Portanto, o primeiro requisito é um ato do próprio tabelião.

Com relação ao inciso II supramencionado, diz respeito à planta e memorial descritivo que deverá ser assinado por: a) profissional legalmente habilitado (ART); b) Titulares dos direitos registrados na matrícula do imóvel (aqueles á quem o imóvel pertence documentalmente). c) pelos titulares dos direitos registrados nas matrículas dos imóveis confrontantes, ou seja, os vizinhos.

No que se refere ao inciso III, tais certidões ora solicitadas servirão para demonstrar/comprovar que inexiste vínculo que possa comprometer a situação do imóvel em questão, ou seja, a natureza mansa e pacífica da posse.

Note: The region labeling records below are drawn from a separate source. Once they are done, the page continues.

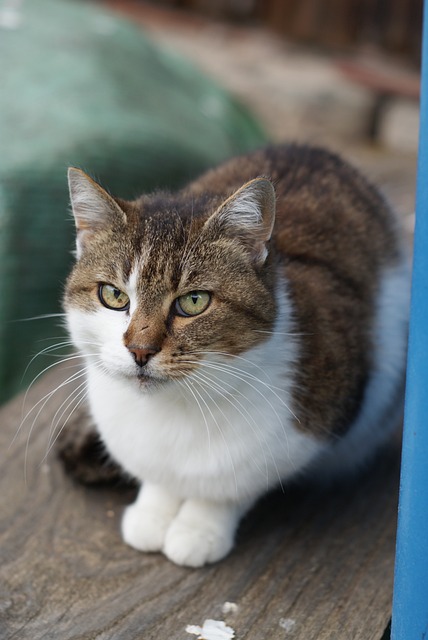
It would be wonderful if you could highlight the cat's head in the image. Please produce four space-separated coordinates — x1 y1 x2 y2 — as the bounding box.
64 169 276 388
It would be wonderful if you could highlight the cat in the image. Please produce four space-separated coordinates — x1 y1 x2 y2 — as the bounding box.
64 144 409 567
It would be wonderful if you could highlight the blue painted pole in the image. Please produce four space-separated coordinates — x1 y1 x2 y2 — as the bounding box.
391 0 428 640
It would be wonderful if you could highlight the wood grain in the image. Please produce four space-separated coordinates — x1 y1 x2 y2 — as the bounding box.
0 370 399 640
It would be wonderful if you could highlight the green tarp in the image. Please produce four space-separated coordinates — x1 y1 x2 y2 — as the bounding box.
0 0 264 400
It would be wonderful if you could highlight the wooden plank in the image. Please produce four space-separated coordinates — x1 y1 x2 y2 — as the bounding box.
0 370 398 640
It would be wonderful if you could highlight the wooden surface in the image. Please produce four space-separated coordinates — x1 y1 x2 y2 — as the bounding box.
0 364 398 640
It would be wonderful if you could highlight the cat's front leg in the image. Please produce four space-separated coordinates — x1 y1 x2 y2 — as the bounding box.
122 482 182 551
163 500 250 567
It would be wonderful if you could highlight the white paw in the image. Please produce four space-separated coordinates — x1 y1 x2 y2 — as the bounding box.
163 518 233 567
122 504 173 551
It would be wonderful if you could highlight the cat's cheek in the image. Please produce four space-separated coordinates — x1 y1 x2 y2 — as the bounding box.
67 309 135 375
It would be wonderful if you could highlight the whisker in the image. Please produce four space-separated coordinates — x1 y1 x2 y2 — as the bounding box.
183 360 300 423
12 313 67 322
193 371 269 483
177 378 211 455
41 380 88 464
187 379 238 497
40 389 88 466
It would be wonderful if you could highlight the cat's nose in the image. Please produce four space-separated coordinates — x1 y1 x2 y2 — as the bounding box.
128 347 160 367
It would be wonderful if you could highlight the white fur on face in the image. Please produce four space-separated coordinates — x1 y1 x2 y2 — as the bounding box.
69 278 324 508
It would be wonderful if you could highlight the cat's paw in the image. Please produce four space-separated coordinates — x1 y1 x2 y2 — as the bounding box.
163 518 233 567
122 504 173 552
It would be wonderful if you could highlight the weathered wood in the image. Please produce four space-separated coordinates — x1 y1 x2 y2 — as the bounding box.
0 370 398 640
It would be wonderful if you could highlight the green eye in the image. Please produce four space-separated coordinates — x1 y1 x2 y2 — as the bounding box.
175 291 211 317
98 284 129 311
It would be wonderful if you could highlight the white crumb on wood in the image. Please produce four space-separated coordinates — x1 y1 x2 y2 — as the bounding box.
186 620 235 640
221 602 239 616
279 618 296 631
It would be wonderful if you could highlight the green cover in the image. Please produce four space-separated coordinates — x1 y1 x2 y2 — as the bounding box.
0 0 265 400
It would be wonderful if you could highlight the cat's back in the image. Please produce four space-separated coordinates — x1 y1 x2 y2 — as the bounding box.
191 145 409 444
190 144 400 266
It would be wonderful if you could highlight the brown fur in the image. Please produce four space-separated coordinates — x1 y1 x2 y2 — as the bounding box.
66 145 400 436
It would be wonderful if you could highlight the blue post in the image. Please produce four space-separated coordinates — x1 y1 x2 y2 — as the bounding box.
391 2 428 640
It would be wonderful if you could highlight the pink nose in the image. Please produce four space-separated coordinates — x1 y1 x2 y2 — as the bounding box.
128 347 160 367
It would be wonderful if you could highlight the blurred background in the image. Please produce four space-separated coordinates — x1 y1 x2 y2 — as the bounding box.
0 0 422 401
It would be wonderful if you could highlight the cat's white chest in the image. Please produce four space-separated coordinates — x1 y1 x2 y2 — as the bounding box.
88 360 320 501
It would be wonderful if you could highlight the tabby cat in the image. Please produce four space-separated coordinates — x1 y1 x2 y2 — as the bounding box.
65 145 409 567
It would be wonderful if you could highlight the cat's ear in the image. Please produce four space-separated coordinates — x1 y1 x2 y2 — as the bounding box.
206 178 275 266
68 167 126 257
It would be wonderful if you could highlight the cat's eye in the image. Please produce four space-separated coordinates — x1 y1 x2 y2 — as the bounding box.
98 284 129 311
175 291 211 318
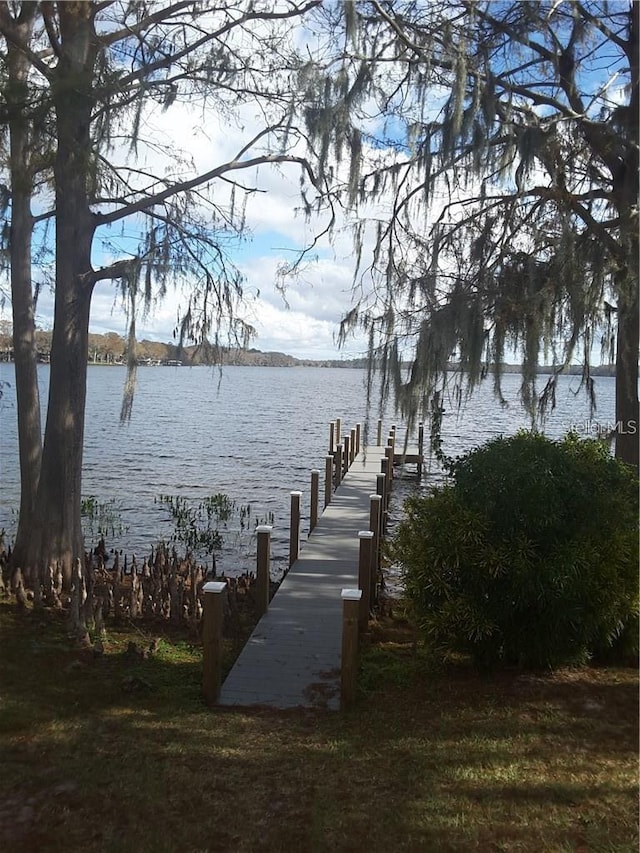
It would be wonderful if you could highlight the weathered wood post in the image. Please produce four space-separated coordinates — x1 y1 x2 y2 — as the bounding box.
340 589 362 711
358 530 373 633
369 495 382 607
376 466 389 536
289 492 302 568
336 444 342 486
256 524 273 619
309 468 320 533
324 454 333 509
382 444 393 491
202 581 227 707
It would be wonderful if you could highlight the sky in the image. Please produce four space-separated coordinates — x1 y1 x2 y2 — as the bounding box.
5 77 366 360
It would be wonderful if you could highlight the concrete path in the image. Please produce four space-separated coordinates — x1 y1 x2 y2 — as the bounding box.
219 447 384 709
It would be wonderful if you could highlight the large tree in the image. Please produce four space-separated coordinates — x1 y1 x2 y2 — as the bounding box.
307 0 640 468
0 0 318 579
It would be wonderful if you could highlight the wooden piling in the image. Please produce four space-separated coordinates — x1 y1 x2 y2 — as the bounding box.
324 453 333 509
340 589 362 710
358 530 373 633
289 492 302 568
202 581 227 707
376 472 387 536
309 468 320 533
369 495 382 607
336 444 342 486
256 524 273 618
382 444 393 482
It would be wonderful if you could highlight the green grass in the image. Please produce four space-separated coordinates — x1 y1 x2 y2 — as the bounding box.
0 604 638 853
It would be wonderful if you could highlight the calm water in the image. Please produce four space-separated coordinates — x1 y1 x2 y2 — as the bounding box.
0 364 615 574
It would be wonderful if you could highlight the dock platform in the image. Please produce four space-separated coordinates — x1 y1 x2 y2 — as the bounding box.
219 446 384 709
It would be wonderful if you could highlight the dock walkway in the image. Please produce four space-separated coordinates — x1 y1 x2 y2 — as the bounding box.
219 446 384 709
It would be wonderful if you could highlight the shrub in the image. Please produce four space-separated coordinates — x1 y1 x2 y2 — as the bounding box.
391 432 638 668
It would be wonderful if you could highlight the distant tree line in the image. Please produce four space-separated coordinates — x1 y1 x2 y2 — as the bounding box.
0 324 366 367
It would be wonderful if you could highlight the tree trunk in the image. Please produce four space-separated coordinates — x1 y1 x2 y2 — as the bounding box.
6 3 42 566
25 2 96 587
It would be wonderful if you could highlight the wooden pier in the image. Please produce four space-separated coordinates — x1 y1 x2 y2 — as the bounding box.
218 421 422 709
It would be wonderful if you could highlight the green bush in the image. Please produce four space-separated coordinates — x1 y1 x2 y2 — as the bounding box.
391 432 638 668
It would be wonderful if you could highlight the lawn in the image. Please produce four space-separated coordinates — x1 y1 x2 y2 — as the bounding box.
0 603 638 853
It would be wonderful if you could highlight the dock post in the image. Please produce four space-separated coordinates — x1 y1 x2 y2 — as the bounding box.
369 495 382 607
324 454 333 509
336 444 342 486
309 468 320 533
256 524 273 619
289 492 302 568
376 466 391 536
340 589 362 711
382 442 393 488
358 530 373 633
202 581 227 707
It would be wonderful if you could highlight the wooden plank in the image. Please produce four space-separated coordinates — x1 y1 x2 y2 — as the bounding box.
219 447 384 709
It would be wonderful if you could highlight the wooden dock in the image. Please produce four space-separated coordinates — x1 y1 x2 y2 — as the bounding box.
219 422 422 709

Finalmente, o inciso IV, se releva, por exemplo, com a comprovação de pagamentos de impostos ou de taxas que incidam sobre o imóvel, que servirão para demonstrar a continuidade da posse.

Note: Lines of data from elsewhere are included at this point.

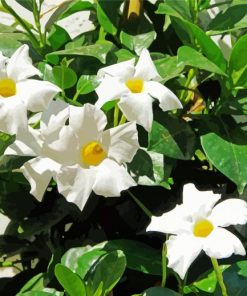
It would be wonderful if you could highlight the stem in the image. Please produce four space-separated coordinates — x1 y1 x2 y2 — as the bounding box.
211 258 227 296
161 242 167 288
113 105 119 127
118 114 127 125
127 190 153 218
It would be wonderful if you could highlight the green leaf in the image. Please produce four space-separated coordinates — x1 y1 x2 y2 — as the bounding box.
52 66 77 89
172 18 226 72
16 0 33 12
208 3 247 35
104 239 162 275
46 41 114 63
201 119 247 193
55 264 86 296
148 116 195 159
0 132 15 155
215 260 247 296
89 250 126 293
97 0 123 35
156 0 191 20
142 287 181 296
76 75 98 95
189 265 230 293
0 155 32 173
229 35 247 87
178 46 227 76
19 273 44 293
154 57 184 82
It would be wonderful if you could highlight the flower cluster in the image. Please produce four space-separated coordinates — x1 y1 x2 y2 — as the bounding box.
0 45 182 210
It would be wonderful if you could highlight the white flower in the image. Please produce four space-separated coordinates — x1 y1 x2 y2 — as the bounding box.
147 184 247 279
4 101 69 201
5 101 139 210
46 104 139 210
0 45 60 134
95 49 183 131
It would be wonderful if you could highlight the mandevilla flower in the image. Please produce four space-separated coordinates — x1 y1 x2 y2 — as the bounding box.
147 184 247 279
47 104 139 210
95 49 183 131
0 45 60 134
5 101 139 210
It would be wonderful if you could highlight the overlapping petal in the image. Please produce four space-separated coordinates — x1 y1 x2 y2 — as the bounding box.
166 234 202 279
118 93 153 131
203 227 245 259
93 158 136 197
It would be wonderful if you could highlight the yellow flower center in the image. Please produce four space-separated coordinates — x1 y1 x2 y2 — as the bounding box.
81 142 106 165
0 78 16 98
193 220 214 237
125 78 144 94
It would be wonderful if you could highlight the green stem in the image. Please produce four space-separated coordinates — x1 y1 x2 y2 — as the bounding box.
113 105 119 127
1 0 39 48
118 114 127 125
211 258 227 296
161 242 167 288
127 190 153 218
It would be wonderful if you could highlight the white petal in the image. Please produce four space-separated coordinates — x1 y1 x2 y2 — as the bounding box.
95 76 130 108
21 157 59 201
0 96 28 135
40 100 69 129
69 104 107 144
147 205 192 234
102 122 139 163
183 183 220 221
208 198 247 227
56 165 95 211
118 93 153 132
135 48 161 81
7 44 41 81
144 81 183 111
42 125 80 165
16 79 60 112
97 59 135 81
93 159 136 197
203 227 245 259
166 234 202 279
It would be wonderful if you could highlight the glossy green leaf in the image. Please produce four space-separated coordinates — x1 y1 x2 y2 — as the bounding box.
208 3 247 35
229 35 247 87
52 66 77 89
142 287 181 296
173 18 226 72
104 239 162 275
97 0 122 35
148 116 195 159
46 41 113 63
89 250 126 293
55 264 86 296
214 260 247 296
20 273 44 293
156 0 191 20
178 46 227 76
201 120 247 192
0 132 15 155
154 57 184 82
76 75 98 95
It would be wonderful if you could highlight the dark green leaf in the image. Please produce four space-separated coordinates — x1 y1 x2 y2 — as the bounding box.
178 46 227 76
148 116 195 159
55 264 86 296
156 0 191 20
46 41 113 63
229 35 247 87
52 66 77 89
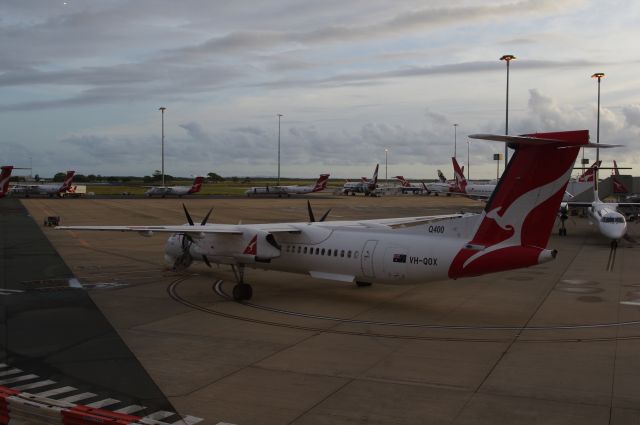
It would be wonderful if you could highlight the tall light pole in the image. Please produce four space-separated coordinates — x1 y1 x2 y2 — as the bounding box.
384 149 389 186
158 106 167 187
500 55 516 170
467 139 471 180
453 124 458 158
278 114 284 186
591 72 604 162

Outra pergunta que se torna bem comum também é: como proceder caso as pessoas delineadas no inciso II do artigo retromencionado não queiram assinar o mapa e memorial descritivo?

R: Nesse caso, o cartório procederá à notificação dessas pessoas, para que se manifestem em 15 (quinze) dias, conforme o § 2º, do artigo 216-A.

Além disso, as Fazendas Públicas Federal, Estadual e Municipal também deverão ser notificadas, para, querendo, dentro do prazo de 15 (quinze) dias se manifestarem sobre o imóvel, bem como deve haver publicação de edital em jornal de grande circulação, para dar ciência à eventuais terceiros interessados para se manifestarem no mesmo prazo.

Havendo manifestação de qualquer das partes acima delineadas, constando-se, pois a existência de litigio sobre o imóvel em comento, o cartório deverá remeter os autos para o Juízo competente.

Havendo o indeferimento do pedido inicial pelo cartório, eu não posso mais ingressar com ação judicial nesse sentido?

R: Como dito anteriormente, a via jurisdicional é ressalvada em todas as hipóteses, portanto, nesse caso, o eventual indeferimento do pedido pelo cartório não impede o ajuizamento de ação judicial de usucapião.

Desta forma, conclui-se que o procedimento extrajudicial está apto para assegurar uma excelente opção para os cidadãos, já que pode garantir uma solução mais rápida e eficiente na regularização fundiária.